A comparison begs. We cook borscht according to a recipe, throw away the recipe, and then, using complex algorithms, try to extract the recipe (the drawings) from the finished borscht (the models). This is the wrong way around of doing things.
The parametric drawing style is based on the assumption that recipients of the drawings have a professional set of algorithms for drawing analyses and for building mental models based on the analyses’ results.
In practice, this means that drawings should be made so that for each structural element, its parametric description can be restored. The mental object is modeled by calling the appropriate execution procedure associated with the parametric description.
Parametrics Determine Drawing Precision
In many cases, deviations from the image’s scale and accuracy contribute to the readability of drawings and the ease with which they can be adjusted. Consistent adherence to accuracy prevents this, surprisingly enough. The use of parametrics makes the meticulous precision of graphic images meaningless, and so it makes no sense to measure things on drawings. Indeed, the Russian standard prohibits such measurements.

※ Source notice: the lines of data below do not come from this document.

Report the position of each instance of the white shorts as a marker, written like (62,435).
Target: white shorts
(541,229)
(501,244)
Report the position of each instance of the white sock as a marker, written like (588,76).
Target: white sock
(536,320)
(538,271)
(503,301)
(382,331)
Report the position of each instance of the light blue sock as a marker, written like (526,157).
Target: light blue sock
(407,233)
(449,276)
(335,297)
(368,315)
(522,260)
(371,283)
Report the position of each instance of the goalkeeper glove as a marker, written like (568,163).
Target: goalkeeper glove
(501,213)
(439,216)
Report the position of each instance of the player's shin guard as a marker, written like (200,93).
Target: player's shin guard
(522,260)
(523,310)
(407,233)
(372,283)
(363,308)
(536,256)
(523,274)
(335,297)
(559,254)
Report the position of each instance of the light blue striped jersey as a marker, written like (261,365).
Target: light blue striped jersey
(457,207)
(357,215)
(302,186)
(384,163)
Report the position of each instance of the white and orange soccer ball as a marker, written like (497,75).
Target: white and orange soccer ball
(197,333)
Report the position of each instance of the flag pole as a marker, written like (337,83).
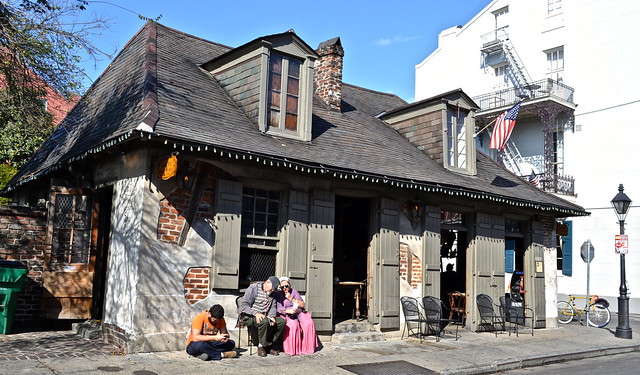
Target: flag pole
(489,124)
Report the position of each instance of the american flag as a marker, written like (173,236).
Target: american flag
(503,127)
(534,179)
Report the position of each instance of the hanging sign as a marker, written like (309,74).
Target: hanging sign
(622,244)
(587,251)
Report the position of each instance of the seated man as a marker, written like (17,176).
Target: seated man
(208,337)
(257,308)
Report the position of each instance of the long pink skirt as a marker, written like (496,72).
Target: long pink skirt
(300,335)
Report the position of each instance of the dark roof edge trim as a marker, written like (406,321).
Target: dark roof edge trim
(297,165)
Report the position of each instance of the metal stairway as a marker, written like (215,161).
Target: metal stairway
(518,73)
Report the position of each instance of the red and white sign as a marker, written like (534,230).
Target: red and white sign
(622,244)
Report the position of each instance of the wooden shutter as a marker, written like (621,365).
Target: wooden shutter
(387,289)
(320,272)
(534,274)
(226,250)
(297,240)
(567,250)
(431,252)
(486,260)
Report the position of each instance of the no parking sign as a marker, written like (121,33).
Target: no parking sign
(622,244)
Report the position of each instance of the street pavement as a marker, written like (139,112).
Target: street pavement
(63,352)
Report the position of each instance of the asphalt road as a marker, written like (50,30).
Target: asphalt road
(622,364)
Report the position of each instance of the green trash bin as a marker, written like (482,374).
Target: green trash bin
(12,278)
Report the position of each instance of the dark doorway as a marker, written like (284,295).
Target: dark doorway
(453,255)
(351,247)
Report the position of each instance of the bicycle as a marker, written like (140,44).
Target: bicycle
(599,314)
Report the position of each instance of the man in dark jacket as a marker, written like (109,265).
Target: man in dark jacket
(257,308)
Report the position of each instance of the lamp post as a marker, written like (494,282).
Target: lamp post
(621,204)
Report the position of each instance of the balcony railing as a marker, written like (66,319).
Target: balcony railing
(557,183)
(535,90)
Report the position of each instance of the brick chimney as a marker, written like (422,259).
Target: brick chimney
(327,76)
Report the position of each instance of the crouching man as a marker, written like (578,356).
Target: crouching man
(208,337)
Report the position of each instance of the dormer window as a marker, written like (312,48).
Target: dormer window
(284,92)
(271,80)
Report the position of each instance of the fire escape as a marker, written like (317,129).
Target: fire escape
(545,99)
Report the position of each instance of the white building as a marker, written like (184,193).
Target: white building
(576,64)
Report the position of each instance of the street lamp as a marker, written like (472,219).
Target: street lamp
(621,204)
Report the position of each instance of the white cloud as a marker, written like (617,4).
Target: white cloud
(383,42)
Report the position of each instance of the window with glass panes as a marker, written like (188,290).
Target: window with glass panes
(456,138)
(71,232)
(284,92)
(259,236)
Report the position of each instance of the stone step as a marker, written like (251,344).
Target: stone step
(350,338)
(89,329)
(352,326)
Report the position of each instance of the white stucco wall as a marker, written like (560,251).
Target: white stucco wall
(601,64)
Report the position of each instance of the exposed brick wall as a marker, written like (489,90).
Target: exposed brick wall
(327,75)
(425,133)
(410,267)
(22,238)
(175,207)
(196,284)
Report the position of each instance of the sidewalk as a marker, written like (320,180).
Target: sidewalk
(62,352)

The geometric accuracy of parametric drawings is determined by the accuracy of the values of dimensional parameters. In most cases, editing is limited to adjusting parameters, without affecting the graphic images. (It should be noted that parametric drawings are difficult to read when the proportions of objects are grossly distorted.)
As we see, this contradicts the autocad-style of drawing with its associative dimensions. The autocad style is based on drawing graphic images with tools that ensure great accuracy; the primary method for adjusting drawings is by editing the graphic images as required.
Machine Interpretation of Drawings
When professional algorithms are transferred to a computer, we get the ability to carry out automatic drawing analyses and building a computer model based on the results of the analyses.
A set of drawings can be considered a program written in a professional language — the equivalent of a high-level programming language. The program is compiled as a whole; a machine interpreter of drawings is in fact a compiler. As a result of the compilation, an overall execution procedure is formed, such as an IFC text file. In the end, a computer model is created. Note that the primary method of programming drawings is the step-by-step detailing of objects, better known as top-down design.
How is this different from the traditional way of creating models with 3D modeling software? All of them use a command interpreter as the input interface for 3D modeling. Complex objects are created by assembling pre-prepared components, whether primitives or parts. This technique implements the bottom-up principle; it simulates the construction process and so has nothing to do with planning.
It is clear that for many, assembling a building from cubes is easier and clearer than creating a linguistic description of a building with help of drawings. Unfortunately, except for the model in the computer’s memory, what’s actually needed are models in our heads. A set of drawings is an algorithm of understanding. It is impossible to replace the reading of this algorithm with something else, such as wandering across a computer model.
Crucially, the delineation of legal responsibility within the framework of this algorithm is also not a problem.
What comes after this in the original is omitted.